Eddie seems to feel contentment in his solitude at the asylum, but Gwen brings the baby to see him, and manages to lure him outside to try again, saying she's got a job for him. At his father's funeral, Florence and Gwen are both there and see each other for the first time, and Florence seems to grudgingly accept the relationship between Eddie and Gwen as the only way Eddie can be saved from himself.Kirk Douglas as Eddie Anderson
Faye Dunaway as Gwen
Deborah Kerr as Florence
Richard Boone as Sam
Hume Cronyn as Arthur
Harold Gould as Dr. Leibman
Carol Rossen as Gloria
John Randolph Jones as Charles
Dianne Hull as Ellen Anderson
Charles Drake as Finnegan
Barry Sullivan as Chet Collier (uncredited)
Kazan wanted Eddie to be portrayed by Marlon Brando, who Kazan felt could bring a greater depth to the role and bring it close to the character portrayed in the novel and who had experienced great success with Kazan previously in the films A Streetcar Named Desire, Viva Zapata!, and On the Waterfront.

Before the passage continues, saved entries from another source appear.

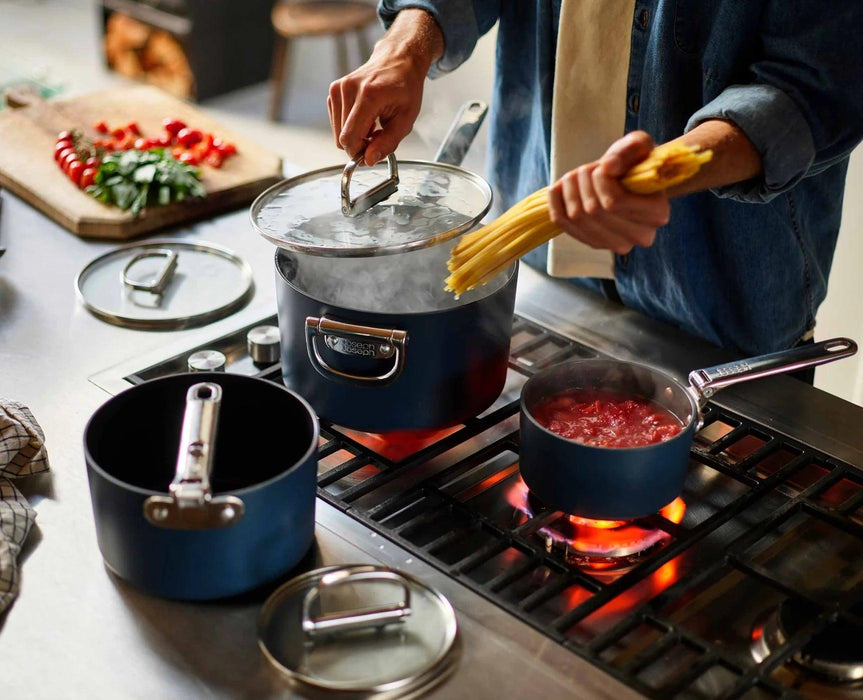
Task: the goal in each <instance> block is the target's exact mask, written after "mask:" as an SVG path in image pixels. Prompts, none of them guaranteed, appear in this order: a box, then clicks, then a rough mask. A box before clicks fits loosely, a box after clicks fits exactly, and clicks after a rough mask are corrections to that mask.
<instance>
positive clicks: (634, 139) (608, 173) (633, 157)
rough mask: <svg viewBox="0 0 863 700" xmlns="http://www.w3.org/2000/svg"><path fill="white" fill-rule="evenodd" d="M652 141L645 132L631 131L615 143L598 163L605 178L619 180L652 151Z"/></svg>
mask: <svg viewBox="0 0 863 700" xmlns="http://www.w3.org/2000/svg"><path fill="white" fill-rule="evenodd" d="M653 147H654V143H653V139H652V138H650V134H648V133H647V132H646V131H631V132H630V133H628V134H627V135H626V136H624V137H623V138H621V139H618V140H617V141H615V142H614V143H613V144H611V146H610V147H609V149H608V150H607V151H606V152H605V154H604V155H603V156H602V158H600V160H599V163H600V166H601V167H602V169H603V174H604V175H605V176H606V177H613V178H620V177H623V176H624V175H625V174H626V173H627V171H628V170H629V169H630V168H631V167H632V166H634V165H637V164H638V163H640V162H641V161H643V160H644V159H645V158H647V156H648V155H650V152H651V151H652V150H653Z"/></svg>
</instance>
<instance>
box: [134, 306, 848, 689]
mask: <svg viewBox="0 0 863 700" xmlns="http://www.w3.org/2000/svg"><path fill="white" fill-rule="evenodd" d="M244 333H245V331H243V333H241V334H236V337H234V336H230V337H226V338H225V339H222V341H217V342H221V343H222V344H221V346H220V347H221V349H222V350H224V351H225V352H226V354H228V355H231V356H232V355H233V354H236V353H238V352H241V347H242V345H243V338H244ZM235 346H236V347H235ZM208 347H212V344H211V345H209V346H208ZM597 355H598V354H597V353H596V352H595V351H593V350H592V349H590V348H587V347H585V346H583V345H581V344H579V343H577V342H575V341H572V340H571V339H569V338H566V337H564V336H561V335H559V334H556V333H554V332H553V331H550V330H548V329H545V328H542V327H541V326H539V325H537V324H535V323H533V322H531V321H529V320H527V319H524V318H520V317H516V319H515V325H514V328H513V345H512V350H511V358H510V363H509V377H508V382H507V389H505V390H504V395H503V396H502V398H501V399H500V400H499V401H498V402H497V403H496V404H495V405H494V406H492V407H491V409H489V410H488V411H487V412H486V413H485V414H484V415H482V416H479V417H478V418H475V419H472V420H470V421H467V422H466V423H465V424H464V426H462V427H461V428H459V429H457V430H455V432H452V433H449V434H446V435H444V436H443V437H442V438H441V439H439V440H437V441H435V442H432V443H431V444H425V445H424V446H422V447H421V448H420V449H418V450H417V451H416V452H414V453H413V454H407V455H406V456H401V457H400V458H398V459H394V458H390V457H387V456H386V455H384V454H380V453H378V452H376V451H375V450H373V449H371V448H369V447H367V446H365V445H363V444H362V442H360V441H358V440H356V439H354V438H353V437H352V436H351V434H350V431H345V430H343V429H341V428H339V427H338V426H335V425H330V424H327V423H325V422H324V423H323V425H322V438H321V445H320V462H319V470H318V495H319V497H320V498H322V499H324V500H325V501H327V502H328V503H330V504H332V505H333V506H335V507H337V508H339V509H340V510H342V511H343V512H345V513H347V514H349V515H350V516H352V517H353V518H355V519H357V520H359V521H360V522H362V523H363V524H365V525H366V526H367V527H369V528H370V529H372V530H374V531H375V532H377V533H379V534H381V535H382V536H385V537H387V538H389V539H390V540H392V541H393V542H395V543H397V544H398V545H400V546H401V547H403V548H404V549H406V550H408V551H410V552H411V553H412V554H414V555H415V556H417V557H419V558H421V559H423V560H424V561H426V562H428V563H430V564H432V565H433V566H435V567H437V568H438V569H440V570H441V571H443V572H445V573H446V574H447V575H449V576H450V577H452V578H454V579H456V580H458V581H460V582H461V583H462V584H464V585H465V586H467V587H469V588H470V589H472V590H473V591H475V592H477V593H478V594H480V595H482V596H484V597H485V598H487V599H488V600H490V601H492V602H494V603H495V604H496V605H498V606H499V607H500V608H502V609H503V610H505V611H507V612H508V613H510V614H512V615H514V616H516V617H518V618H519V619H521V620H523V621H524V622H526V623H527V624H529V625H531V626H532V627H534V628H535V629H537V630H539V631H540V632H542V633H543V634H545V635H547V636H548V637H549V638H551V639H554V640H555V641H556V642H558V643H560V644H561V645H563V646H564V647H566V648H567V649H569V650H570V651H572V652H573V653H575V654H577V655H579V656H581V657H583V658H585V659H587V660H588V661H589V662H590V663H592V664H594V665H597V666H599V667H601V668H602V669H603V670H605V671H606V672H607V673H609V674H610V675H612V676H613V677H615V678H617V679H619V680H620V681H622V682H624V683H626V684H627V685H629V686H631V687H632V688H634V689H635V690H637V691H639V692H640V693H642V694H643V695H645V696H647V697H651V698H675V697H678V698H712V697H722V698H736V697H746V698H752V697H759V698H761V697H763V698H774V697H783V698H792V697H793V698H798V697H802V693H804V692H805V690H803V689H802V688H805V686H801V685H799V683H798V680H797V676H794V675H793V674H792V675H791V676H790V680H789V674H787V673H784V674H783V673H780V671H783V669H785V668H786V667H787V666H786V662H787V661H788V660H789V659H791V658H793V657H794V656H795V655H796V654H798V653H799V652H800V650H801V649H802V648H804V647H805V646H806V645H807V643H809V642H810V641H811V640H812V638H813V637H815V636H817V635H818V634H819V633H820V632H822V631H823V630H824V629H826V628H827V627H828V626H829V625H830V624H831V623H832V622H833V621H835V620H836V619H840V618H841V619H843V620H846V621H848V620H850V621H851V622H853V623H857V624H859V623H860V620H859V610H860V607H859V602H860V600H861V599H863V471H861V470H860V469H858V468H856V467H854V466H852V465H850V464H846V463H842V462H839V461H837V460H835V459H832V458H830V457H828V456H827V455H824V454H821V453H819V452H817V451H814V450H812V449H811V448H810V447H808V446H806V445H805V444H802V443H800V442H798V441H796V440H794V439H791V438H788V437H785V436H782V435H778V434H775V433H773V432H771V431H770V429H769V428H767V427H765V426H762V425H758V424H756V423H754V422H751V421H748V420H746V419H743V418H742V417H740V416H737V415H735V414H733V413H731V412H729V411H726V410H725V409H723V408H721V407H719V406H715V405H710V406H708V409H707V411H706V413H705V425H704V427H703V428H702V430H701V431H700V432H699V434H698V435H697V436H696V441H695V444H694V446H693V449H692V451H691V455H690V457H691V463H690V470H689V474H688V477H687V482H686V485H685V488H684V492H683V494H682V497H683V499H684V501H685V502H686V511H685V514H684V516H683V519H682V520H681V522H680V523H673V522H671V521H669V520H667V519H665V518H664V517H662V516H661V515H659V514H657V515H655V516H652V517H651V518H650V519H649V524H650V526H651V527H655V528H659V529H661V530H663V531H664V532H665V533H667V535H668V537H667V538H664V539H665V540H666V542H665V544H664V545H663V546H661V547H656V548H652V549H651V550H649V551H648V552H647V553H646V554H645V555H644V556H643V558H642V559H640V560H639V561H637V562H636V564H635V565H634V566H633V567H632V568H631V569H629V570H625V571H620V572H612V573H611V574H610V575H607V574H603V572H597V571H593V570H587V569H581V568H578V567H577V566H576V565H574V564H573V563H571V562H569V561H567V559H566V557H565V555H564V554H563V553H561V552H560V551H559V550H558V549H555V548H552V547H548V546H546V544H545V542H544V540H543V538H542V536H541V535H540V530H541V529H542V528H543V527H545V526H546V525H548V524H549V523H551V522H552V521H554V520H555V519H556V518H559V517H561V514H560V513H556V512H554V511H550V510H547V509H543V508H541V507H540V508H539V509H538V510H537V512H531V513H530V514H526V513H524V512H523V511H519V510H518V509H516V508H515V507H513V506H512V505H511V504H510V503H509V501H508V500H507V495H508V494H511V493H512V492H511V489H513V488H516V487H517V486H518V481H519V479H520V477H519V473H518V452H519V440H518V394H519V391H520V387H521V385H522V384H523V383H524V381H526V380H527V378H528V377H529V376H530V375H531V374H533V373H534V372H536V371H537V370H538V369H541V368H543V367H545V366H548V365H551V364H555V363H557V362H561V361H564V360H566V359H570V358H588V357H596V356H597ZM184 361H185V355H183V356H180V355H178V356H177V357H175V358H172V359H171V360H169V361H168V362H167V363H162V364H161V365H160V366H159V367H155V366H154V367H152V368H148V369H147V370H144V371H142V372H139V373H136V374H134V375H130V376H129V377H126V379H127V380H128V381H131V382H133V383H138V382H140V381H143V380H145V379H147V378H150V377H152V376H156V375H158V374H160V373H164V371H165V369H166V368H168V369H171V368H175V371H176V369H177V368H179V367H181V366H182V363H183V362H184ZM175 366H176V367H175ZM257 376H260V377H262V378H265V379H269V380H272V381H276V382H280V381H281V370H280V367H279V366H278V365H274V366H272V367H269V368H266V369H264V370H263V371H260V372H257ZM400 454H401V453H400ZM795 567H796V568H795ZM799 572H803V574H802V576H801V575H800V573H799ZM740 591H742V592H743V593H740ZM753 600H755V601H758V602H759V603H761V604H763V605H762V608H763V607H765V606H766V607H767V608H769V607H770V606H773V608H774V609H775V607H776V605H778V604H779V603H781V602H783V601H785V600H790V601H796V602H798V603H801V604H803V605H806V606H808V608H807V609H812V610H814V611H816V612H815V613H814V614H813V615H812V617H811V619H809V620H808V621H807V622H806V624H804V625H802V626H801V627H800V628H799V629H798V630H797V631H796V633H795V634H793V635H792V636H791V637H790V638H789V639H787V640H785V641H784V642H783V643H781V644H780V645H778V646H774V647H771V650H770V651H771V653H770V654H769V655H768V656H767V657H766V658H764V659H763V660H761V661H760V662H757V661H756V660H755V659H754V658H753V657H752V655H751V653H750V641H751V640H750V633H752V634H755V633H756V632H755V631H754V629H755V628H750V627H748V626H747V625H749V618H750V617H752V616H753V615H754V614H755V612H759V614H760V613H763V612H764V610H763V609H762V610H760V611H759V610H755V611H754V612H753V613H752V615H750V614H749V610H748V608H747V607H746V606H747V604H748V603H749V602H750V601H753ZM729 601H730V602H729ZM753 605H754V604H753ZM855 605H856V607H855ZM754 607H757V606H754ZM834 697H835V695H834ZM857 697H863V692H861V694H860V695H859V696H857Z"/></svg>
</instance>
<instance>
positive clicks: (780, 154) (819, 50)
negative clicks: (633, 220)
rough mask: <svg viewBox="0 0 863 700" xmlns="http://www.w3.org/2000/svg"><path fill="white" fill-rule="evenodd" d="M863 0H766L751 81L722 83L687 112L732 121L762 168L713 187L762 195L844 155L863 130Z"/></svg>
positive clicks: (754, 197)
mask: <svg viewBox="0 0 863 700" xmlns="http://www.w3.org/2000/svg"><path fill="white" fill-rule="evenodd" d="M860 26H863V2H859V0H855V2H848V0H821V1H820V2H818V3H814V2H812V3H809V2H797V1H795V2H787V0H771V2H769V3H768V5H767V9H766V10H765V13H764V15H763V19H762V27H761V36H762V45H761V52H760V56H759V57H758V59H757V60H756V61H754V62H753V63H752V64H751V65H750V67H749V69H750V73H751V77H752V81H751V82H748V83H747V84H741V85H732V86H730V87H727V88H725V89H724V90H723V91H722V92H720V93H719V94H718V95H717V96H716V97H715V98H714V99H712V100H711V101H710V102H708V103H707V104H706V105H704V107H702V108H701V109H699V110H698V111H697V112H696V113H695V114H693V115H692V117H691V118H690V119H689V121H688V123H687V125H686V131H689V130H691V129H693V128H694V127H695V126H697V125H698V124H700V123H702V122H704V121H707V120H709V119H724V120H726V121H729V122H732V123H734V124H735V125H737V126H738V127H739V128H740V129H741V130H742V131H743V132H744V133H745V134H746V136H747V138H749V140H750V141H751V142H752V144H753V145H754V146H755V148H756V149H757V150H758V152H759V153H760V154H761V159H762V174H761V176H759V177H757V178H753V179H752V180H747V181H745V182H740V183H736V184H733V185H728V186H726V187H721V188H717V189H716V190H714V192H715V193H716V194H718V195H719V196H721V197H731V198H733V199H737V200H740V201H746V202H766V201H769V200H770V199H772V198H773V197H775V196H776V195H778V194H780V193H782V192H784V191H786V190H788V189H789V188H791V187H793V186H794V185H795V184H796V183H797V182H799V181H800V180H801V179H802V178H804V177H806V176H807V175H812V174H816V173H818V172H821V171H822V170H825V169H826V168H828V167H830V166H831V165H834V164H835V163H837V162H839V161H840V160H842V159H844V158H846V157H847V156H848V155H849V154H850V152H851V151H852V150H853V148H854V147H855V146H856V145H857V144H858V143H859V142H860V140H861V138H863V92H861V90H860V89H859V86H860V85H861V84H863V39H861V38H860V36H857V35H855V34H854V33H849V31H848V29H849V28H850V27H860Z"/></svg>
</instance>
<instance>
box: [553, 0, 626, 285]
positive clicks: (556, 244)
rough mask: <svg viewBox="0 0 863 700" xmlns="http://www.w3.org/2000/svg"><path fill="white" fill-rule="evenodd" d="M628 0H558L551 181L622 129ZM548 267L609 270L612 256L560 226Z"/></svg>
mask: <svg viewBox="0 0 863 700" xmlns="http://www.w3.org/2000/svg"><path fill="white" fill-rule="evenodd" d="M634 12H635V0H563V3H562V5H561V10H560V28H559V30H558V36H557V53H556V56H555V72H554V96H553V99H552V109H551V181H552V182H554V181H555V180H557V179H558V178H559V177H560V176H561V175H563V174H564V173H566V172H568V171H569V170H572V169H573V168H576V167H578V166H579V165H582V164H584V163H589V162H590V161H593V160H596V159H598V158H599V157H600V156H601V155H602V154H603V153H605V151H606V149H607V148H608V147H609V146H610V145H611V144H612V143H613V142H614V141H616V140H617V139H619V138H620V137H621V136H623V131H624V129H625V119H626V82H627V73H628V72H629V51H630V40H631V36H632V22H633V16H634ZM548 274H550V275H553V276H555V277H605V278H613V277H614V256H613V254H612V253H611V252H610V251H607V250H595V249H593V248H591V247H589V246H586V245H584V244H583V243H580V242H579V241H577V240H575V239H574V238H573V237H572V236H568V235H566V234H564V235H561V236H558V237H557V238H555V239H553V240H552V241H551V244H550V246H549V251H548Z"/></svg>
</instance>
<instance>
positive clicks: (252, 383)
mask: <svg viewBox="0 0 863 700" xmlns="http://www.w3.org/2000/svg"><path fill="white" fill-rule="evenodd" d="M200 382H212V383H215V384H218V385H219V386H220V387H221V389H222V405H221V412H220V417H219V427H218V433H217V438H216V448H215V458H214V464H213V469H212V476H211V483H212V488H213V493H214V496H217V495H220V494H230V495H233V496H236V497H238V498H240V499H241V500H242V501H243V505H244V514H243V516H242V518H240V519H239V521H238V522H236V523H235V524H233V525H230V526H228V527H220V528H214V529H204V530H178V529H170V528H165V527H157V526H155V525H152V524H151V523H150V522H148V521H147V520H146V519H145V517H144V513H143V507H144V502H145V501H146V500H147V499H148V498H149V497H150V496H155V495H163V496H164V495H167V491H168V485H169V484H170V483H171V481H172V479H173V477H174V470H175V466H176V462H177V451H178V445H179V439H180V429H181V424H182V421H183V414H184V409H185V400H186V391H187V390H188V389H189V387H190V386H192V385H193V384H197V383H200ZM318 433H319V429H318V421H317V418H316V416H315V414H314V412H313V411H312V410H311V407H310V406H309V405H308V404H307V403H306V401H305V400H304V399H302V398H301V397H300V396H298V395H297V394H295V393H293V392H291V391H289V390H288V389H286V388H284V387H281V386H279V385H276V384H273V383H271V382H266V381H264V380H261V379H255V378H251V377H243V376H238V375H231V374H223V373H219V374H216V373H213V374H204V373H196V374H180V375H174V376H171V377H165V378H162V379H154V380H152V381H149V382H145V383H144V384H141V385H138V386H135V387H132V388H131V389H128V390H126V391H124V392H123V393H121V394H118V395H117V396H115V397H114V398H112V399H110V400H109V401H107V402H106V403H105V404H103V405H102V406H101V407H100V408H99V409H98V410H97V411H96V413H95V414H94V415H93V417H92V418H91V419H90V422H89V423H88V425H87V427H86V429H85V432H84V454H85V457H86V461H87V474H88V477H89V481H90V495H91V499H92V504H93V513H94V516H95V520H96V534H97V538H98V542H99V548H100V550H101V552H102V556H103V558H104V560H105V564H106V566H107V567H108V568H109V569H111V570H112V571H113V572H114V573H116V574H117V575H118V576H120V577H121V578H123V579H126V580H127V581H129V582H130V583H132V584H134V585H136V586H138V587H140V588H141V589H143V590H145V591H147V592H148V593H152V594H154V595H158V596H162V597H166V598H176V599H184V600H206V599H214V598H222V597H227V596H231V595H236V594H239V593H243V592H245V591H248V590H251V589H254V588H257V587H258V586H261V585H263V584H265V583H268V582H270V581H273V580H275V579H278V578H279V577H280V576H283V575H284V574H286V573H287V572H289V571H290V570H291V569H292V568H293V567H294V566H295V565H296V564H297V562H299V560H300V559H302V557H303V556H304V555H305V553H306V552H307V551H308V549H309V547H310V546H311V543H312V539H313V537H314V526H315V517H314V515H315V475H316V467H317V445H318Z"/></svg>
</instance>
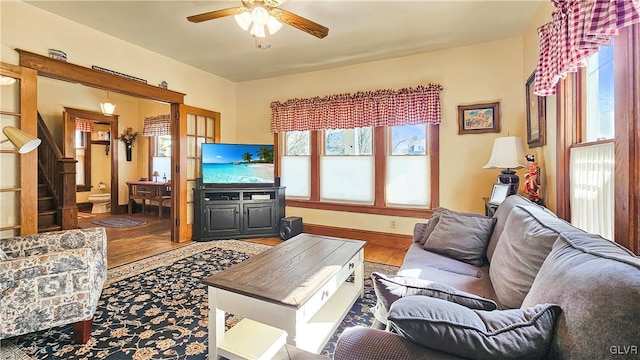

However, Brando refused to take the role, stating that he had no interest in making a film so soon after the assassination of Martin Luther King, Jr. Kazan felt this to be a dodge on Brando's part and wondered if the real reasons had more to do with Brando's increasing weight or receding hairline.
The critics were overwhelmingly negative when the film came out, and it was the consensus that Kazan should never have filmed his own best-selling novel, which was panned by most literary critics as trash when it was published in 1967.
Tony Mastroianni in The Cleveland Press referred to the film as a "bad novel [that] didn't improve very much in the transfer [to film]."
Vincent Canby of The New York Times wrote that it "reeks with slightly absurd movie chic but, unlike Douglas Sirk's Written on the Wind or Vincente Minnelli's Two Weeks in Another Town, it's not only not much fun, but it's a mess of borrowed styles. What's worse is that it may be largely incomprehensible, on a simple narrative level, unless one has read Kazan's best-selling, 543-page short story that the director has more or less synopsized in his movie."
A more mixed review came from Roger Ebert, who wrote that it was "one of those long, ponderous, star-filled 'serious' films that were popular in the 1950s, before we began to value style more highly than the director's good intentions. It isn't successful, particularly not on Kazan's terms (he sees it, doubtless, as a bitter sermon on the consequences of selling out). But it does draw nourishment from the remarkable performances of Kirk Douglas and Faye Dunaway."
The failure of The Arrangement was the end of Kazan's own career as an A-list director.